When I was making it I was doubling the recipe because I was making 12 sausages. The ingredients at the end are based on the original recipe at Kayotic’s website.
I am glad you enjoyed it. 😀
Looks awesome, what brand of italian sausage did you use hot or mild? I can’t say I’ve ever seen beef sausages. Thanks.Beth
I got them from my butcher at Perry’s Food Store in Tulsa, OK. I got mild sausages.
No no no, this is not how we do this. I demand a repost and with red onion and fresh basil this time. Don’t make me come over there and spank you 🙂
I know! I know! I especially jacked it up by not paying attention to when the basil went in. *bowing* I’m not worthy! I’m not worthy!……LOL
Stacey Snacks says
Your photos are so terrific.
I saw this on Dutch Girl’s blog……I love roasted cherry tomatoes w/ a splash of balsamic over pasta……maybe I will add some sausages next time.
PS I will remember to text you, never leave a voicemail (I am the same way! I don’t even listen to voicemail anymore!)
Fearless Kitchen says
This looks great – the flavors work so well together! With regards to your kitchen temperature problem: My grandmother, who disdained air conditioning her whole life as “fancy stuff we don’t need,” had fans in the two windows in the kitchen. When she wanted to get hot air out of the kitchen, she’d turn them around. I kid you not. It worked.
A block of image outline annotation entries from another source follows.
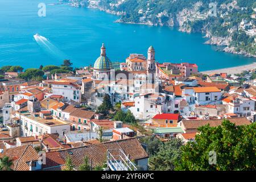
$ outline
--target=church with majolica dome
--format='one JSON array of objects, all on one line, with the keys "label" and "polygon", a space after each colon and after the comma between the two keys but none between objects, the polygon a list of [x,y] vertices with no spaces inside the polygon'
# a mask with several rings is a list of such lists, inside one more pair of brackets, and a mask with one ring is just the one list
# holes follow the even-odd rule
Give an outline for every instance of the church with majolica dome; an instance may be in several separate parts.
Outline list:
[{"label": "church with majolica dome", "polygon": [[93,80],[110,80],[110,72],[113,71],[112,63],[106,54],[106,48],[104,44],[101,47],[101,54],[95,61],[93,66]]},{"label": "church with majolica dome", "polygon": [[[133,55],[131,55],[130,56]],[[137,56],[139,55],[135,54],[136,57],[133,59],[133,62],[135,63],[135,65],[131,65],[131,67],[133,67],[128,71],[146,71],[145,73],[146,75],[152,75],[154,77],[154,75],[155,73],[155,49],[151,46],[148,49],[147,52],[147,59],[146,58],[139,59]],[[135,60],[133,60],[135,59]],[[139,66],[139,63],[138,60],[141,60],[143,62],[143,67]],[[138,66],[137,66],[137,65]],[[133,68],[134,67],[134,68]],[[139,68],[141,68],[139,69]],[[139,69],[138,69],[139,68]],[[93,80],[110,80],[111,79],[111,76],[114,76],[114,69],[113,67],[112,63],[108,57],[106,53],[106,48],[104,44],[102,43],[102,46],[101,47],[101,54],[100,57],[98,57],[95,61],[93,66],[93,76],[92,77]],[[121,69],[122,70],[122,69]],[[113,74],[111,74],[112,72]]]}]

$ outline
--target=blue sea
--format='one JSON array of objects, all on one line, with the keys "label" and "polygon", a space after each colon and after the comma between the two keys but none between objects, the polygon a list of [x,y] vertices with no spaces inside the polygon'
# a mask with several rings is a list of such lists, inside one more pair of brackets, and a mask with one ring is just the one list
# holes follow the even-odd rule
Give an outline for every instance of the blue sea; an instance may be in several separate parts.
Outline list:
[{"label": "blue sea", "polygon": [[[102,43],[112,62],[125,61],[130,53],[146,55],[148,47],[163,62],[196,63],[200,71],[255,62],[255,59],[216,51],[204,44],[200,34],[167,27],[116,23],[118,17],[98,10],[56,4],[57,0],[0,1],[0,67],[39,68],[70,59],[74,67],[93,65]],[[40,17],[38,5],[46,5]],[[39,38],[35,38],[36,34]]]}]

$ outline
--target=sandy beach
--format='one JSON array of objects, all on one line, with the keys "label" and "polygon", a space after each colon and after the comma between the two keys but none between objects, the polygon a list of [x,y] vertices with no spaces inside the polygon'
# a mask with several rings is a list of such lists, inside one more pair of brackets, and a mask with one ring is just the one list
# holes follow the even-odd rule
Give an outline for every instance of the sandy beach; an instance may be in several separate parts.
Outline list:
[{"label": "sandy beach", "polygon": [[212,73],[226,73],[228,75],[232,75],[236,73],[240,73],[243,71],[252,69],[256,68],[256,63],[253,63],[250,64],[245,65],[242,66],[238,66],[232,68],[226,68],[223,69],[209,70],[207,71],[201,72],[203,74],[209,75]]}]

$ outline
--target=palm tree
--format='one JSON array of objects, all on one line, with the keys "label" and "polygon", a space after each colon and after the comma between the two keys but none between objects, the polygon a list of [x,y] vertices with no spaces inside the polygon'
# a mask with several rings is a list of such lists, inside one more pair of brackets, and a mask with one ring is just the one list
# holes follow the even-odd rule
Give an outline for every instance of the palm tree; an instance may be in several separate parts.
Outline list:
[{"label": "palm tree", "polygon": [[7,156],[0,158],[0,171],[11,171],[13,164],[13,161]]}]

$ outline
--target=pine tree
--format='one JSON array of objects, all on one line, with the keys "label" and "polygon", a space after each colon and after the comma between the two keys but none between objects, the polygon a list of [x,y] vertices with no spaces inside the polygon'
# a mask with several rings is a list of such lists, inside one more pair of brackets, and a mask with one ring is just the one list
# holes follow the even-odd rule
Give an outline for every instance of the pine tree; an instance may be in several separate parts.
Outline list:
[{"label": "pine tree", "polygon": [[79,167],[79,171],[90,171],[90,166],[89,159],[87,156],[84,158],[84,163]]},{"label": "pine tree", "polygon": [[63,171],[73,171],[74,165],[73,164],[71,158],[69,155],[66,159],[66,163],[65,164],[65,168]]},{"label": "pine tree", "polygon": [[113,105],[111,104],[110,97],[105,94],[103,98],[103,102],[101,105],[98,107],[98,112],[104,114],[105,116],[108,116],[109,111],[113,109]]},{"label": "pine tree", "polygon": [[136,122],[136,119],[130,110],[129,110],[127,112],[126,116],[125,117],[125,118],[124,119],[123,121],[126,123],[130,123]]},{"label": "pine tree", "polygon": [[13,162],[8,156],[5,156],[0,158],[0,171],[11,171],[11,166],[13,164]]}]

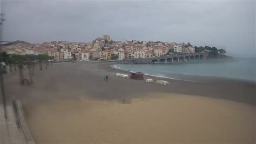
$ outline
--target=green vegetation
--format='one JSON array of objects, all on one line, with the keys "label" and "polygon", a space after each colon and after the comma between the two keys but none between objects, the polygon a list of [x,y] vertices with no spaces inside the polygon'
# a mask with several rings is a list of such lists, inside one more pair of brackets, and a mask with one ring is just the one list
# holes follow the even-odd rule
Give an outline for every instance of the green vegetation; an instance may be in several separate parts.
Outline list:
[{"label": "green vegetation", "polygon": [[26,42],[25,41],[24,41],[16,40],[16,41],[15,41],[10,42],[8,42],[7,44],[1,45],[3,46],[10,46],[10,45],[16,45],[16,44],[26,44],[26,45],[30,44],[28,43],[28,42]]},{"label": "green vegetation", "polygon": [[39,54],[38,55],[32,54],[17,55],[8,54],[5,52],[0,53],[0,61],[4,62],[6,64],[14,63],[19,61],[47,61],[53,59],[53,56],[49,56],[47,54]]},{"label": "green vegetation", "polygon": [[194,51],[196,53],[200,53],[203,51],[208,52],[210,54],[213,55],[217,55],[218,53],[224,54],[226,53],[226,51],[224,49],[218,49],[215,47],[209,47],[209,46],[205,46],[202,47],[197,47],[196,46],[194,48]]}]

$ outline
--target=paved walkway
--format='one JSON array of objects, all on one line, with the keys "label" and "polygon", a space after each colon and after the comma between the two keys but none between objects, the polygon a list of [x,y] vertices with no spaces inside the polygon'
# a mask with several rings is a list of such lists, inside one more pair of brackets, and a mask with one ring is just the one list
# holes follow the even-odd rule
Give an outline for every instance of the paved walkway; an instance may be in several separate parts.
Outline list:
[{"label": "paved walkway", "polygon": [[16,125],[12,105],[8,105],[6,110],[8,119],[5,120],[3,105],[0,105],[0,143],[28,143],[22,128]]}]

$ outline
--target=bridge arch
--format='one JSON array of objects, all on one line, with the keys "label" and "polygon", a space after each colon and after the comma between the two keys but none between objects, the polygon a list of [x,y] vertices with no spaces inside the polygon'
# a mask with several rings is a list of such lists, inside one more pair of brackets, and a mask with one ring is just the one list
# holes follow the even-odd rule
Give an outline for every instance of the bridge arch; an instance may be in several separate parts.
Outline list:
[{"label": "bridge arch", "polygon": [[185,61],[184,57],[183,57],[183,56],[180,56],[180,57],[179,57],[179,62],[184,62]]},{"label": "bridge arch", "polygon": [[173,57],[173,62],[179,62],[179,59],[177,57]]},{"label": "bridge arch", "polygon": [[194,57],[194,59],[196,60],[196,61],[199,61],[199,55],[196,55],[196,56]]},{"label": "bridge arch", "polygon": [[151,62],[152,63],[158,63],[158,60],[157,60],[157,59],[153,59],[153,60],[151,60]]},{"label": "bridge arch", "polygon": [[190,56],[190,60],[191,61],[194,61],[194,55]]},{"label": "bridge arch", "polygon": [[201,54],[200,55],[200,60],[204,60],[204,55]]},{"label": "bridge arch", "polygon": [[172,62],[172,58],[168,58],[166,59],[167,62]]},{"label": "bridge arch", "polygon": [[189,62],[190,61],[190,56],[185,56],[185,61],[186,62]]},{"label": "bridge arch", "polygon": [[165,63],[165,59],[160,59],[159,63]]}]

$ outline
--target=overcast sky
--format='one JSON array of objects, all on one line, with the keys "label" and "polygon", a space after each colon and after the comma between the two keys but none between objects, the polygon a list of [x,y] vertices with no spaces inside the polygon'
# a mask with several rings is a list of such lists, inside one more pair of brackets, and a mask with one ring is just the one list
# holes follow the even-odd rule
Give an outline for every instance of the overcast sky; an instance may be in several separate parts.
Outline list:
[{"label": "overcast sky", "polygon": [[90,42],[109,34],[115,41],[189,41],[255,57],[254,0],[3,1],[3,40]]}]

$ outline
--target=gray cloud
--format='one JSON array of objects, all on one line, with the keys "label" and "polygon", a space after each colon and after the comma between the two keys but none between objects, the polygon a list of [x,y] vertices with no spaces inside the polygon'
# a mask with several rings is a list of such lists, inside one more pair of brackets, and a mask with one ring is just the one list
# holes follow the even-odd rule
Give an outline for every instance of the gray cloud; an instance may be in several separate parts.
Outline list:
[{"label": "gray cloud", "polygon": [[255,1],[5,1],[3,40],[187,42],[255,57]]}]

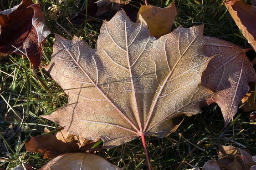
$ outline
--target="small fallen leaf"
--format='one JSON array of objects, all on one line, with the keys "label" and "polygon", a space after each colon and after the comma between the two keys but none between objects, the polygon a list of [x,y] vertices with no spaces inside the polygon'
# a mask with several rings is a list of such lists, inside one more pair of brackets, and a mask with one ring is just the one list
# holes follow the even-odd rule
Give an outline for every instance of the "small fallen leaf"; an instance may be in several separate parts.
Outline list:
[{"label": "small fallen leaf", "polygon": [[227,170],[247,170],[256,162],[248,152],[232,146],[224,146],[218,144],[219,160],[217,163],[220,168]]},{"label": "small fallen leaf", "polygon": [[205,163],[203,166],[203,170],[221,170],[220,166],[217,164],[216,159],[214,158],[213,160],[209,160]]},{"label": "small fallen leaf", "polygon": [[[45,129],[45,132],[48,131]],[[53,134],[32,137],[29,141],[25,142],[25,145],[29,152],[41,153],[44,158],[53,159],[64,153],[96,150],[97,148],[92,150],[92,147],[97,141],[82,139],[62,128]]]},{"label": "small fallen leaf", "polygon": [[177,11],[174,1],[166,8],[160,8],[150,5],[141,5],[137,18],[141,15],[148,25],[150,35],[156,37],[170,32],[174,23]]},{"label": "small fallen leaf", "polygon": [[218,104],[226,126],[248,92],[248,83],[256,81],[255,71],[245,50],[217,38],[204,36],[203,39],[204,54],[207,56],[216,55],[203,72],[201,84],[214,92],[207,103]]},{"label": "small fallen leaf", "polygon": [[121,170],[105,159],[89,153],[69,153],[51,160],[39,170]]},{"label": "small fallen leaf", "polygon": [[41,50],[51,33],[39,4],[23,0],[13,8],[0,12],[0,53],[26,55],[32,68],[41,64]]},{"label": "small fallen leaf", "polygon": [[256,7],[241,0],[226,0],[225,4],[243,35],[256,51]]}]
Hi! This looks delish – thanks for sharing! You don’t mention where you use the Balsamic — I assume you toss the tomatoes in it before tucking them into the sausages? Or drizzle Balsamic across the tomatoes/sausages before popping the pan back in the oven for the final time?
Thanks for the heads up. Fixed. Can’t believe I forgot that. :\
Angie's Recipes says
This is really awesome! btw, I like your measuring spoon. very special.